East German hurdler and sprinter (born 1952)

Thomas Munkelt (born 3 August 1952) is a retired East German athlete, winner of 110 m hurdles at the 1980 Summer Olympics.

Born in Zedtlitz, Bezirk Leipzig, East Germany, Thomas Munkelt was a classic high hurdler who dominated European hurdling in the 1970s and early 1980s. Munkelt was the first athlete to break the 7.50 seconds barrier in the 60 m hurdles, when he ran a 7.48 seconds World Record in Budapest in 1983.

Munkelt came into the international athletics scene in 1975 when he won his first of nine East German national championship title and European Cup in 110 m hurdles. Although he finished disappointing fifth at the 1976 Summer Olympics, he won both World Cup and European Cup in 1977. The first international championships medal came, when Munkelt finished first at the 1978 European Championships.

Munkelt's career highlight came at the Moscow Olympics, where he beat second placed Alejandro Casañas from Cuba by 0.01 seconds.

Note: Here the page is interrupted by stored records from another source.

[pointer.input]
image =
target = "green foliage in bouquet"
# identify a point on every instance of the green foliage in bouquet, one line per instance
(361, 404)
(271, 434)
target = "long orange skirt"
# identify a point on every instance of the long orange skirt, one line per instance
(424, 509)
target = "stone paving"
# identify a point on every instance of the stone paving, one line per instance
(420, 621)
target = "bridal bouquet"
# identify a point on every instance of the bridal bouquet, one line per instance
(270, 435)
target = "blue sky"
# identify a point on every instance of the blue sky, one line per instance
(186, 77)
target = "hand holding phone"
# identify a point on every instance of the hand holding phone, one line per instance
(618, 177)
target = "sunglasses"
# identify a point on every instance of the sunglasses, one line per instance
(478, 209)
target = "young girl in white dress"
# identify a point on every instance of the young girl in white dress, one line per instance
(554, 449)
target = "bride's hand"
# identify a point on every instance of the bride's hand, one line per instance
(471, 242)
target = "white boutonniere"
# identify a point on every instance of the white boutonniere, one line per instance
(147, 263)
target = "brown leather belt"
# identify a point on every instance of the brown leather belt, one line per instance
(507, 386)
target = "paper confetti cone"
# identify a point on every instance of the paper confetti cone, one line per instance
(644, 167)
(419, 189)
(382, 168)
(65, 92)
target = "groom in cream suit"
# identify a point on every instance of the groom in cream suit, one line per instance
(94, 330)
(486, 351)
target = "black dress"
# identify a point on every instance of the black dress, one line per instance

He also was a member of fifth placed 4 × 100 m relay team. He defended his title successfully at the 1982 European Championships and won silver as a member of a 4 × 100 relay team. He won again the European Cup in the next year, but finished only fifth at the first World Championships.

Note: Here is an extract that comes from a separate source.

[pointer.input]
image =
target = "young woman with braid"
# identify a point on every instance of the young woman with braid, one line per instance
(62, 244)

After hearing the East German government's decision to boycott the 1984 Summer Olympics, Munkelt decided to retire from athletics.

His personal best was 13.37 seconds, achieved in August 1977 in Helsinki. This ranks him seventh among German 110 m hurdlers, behind Florian Schwarthoff, Mike Fenner, Eric Kaiser, Falk Balzer, Thomas Blaschek and Sven Göhler.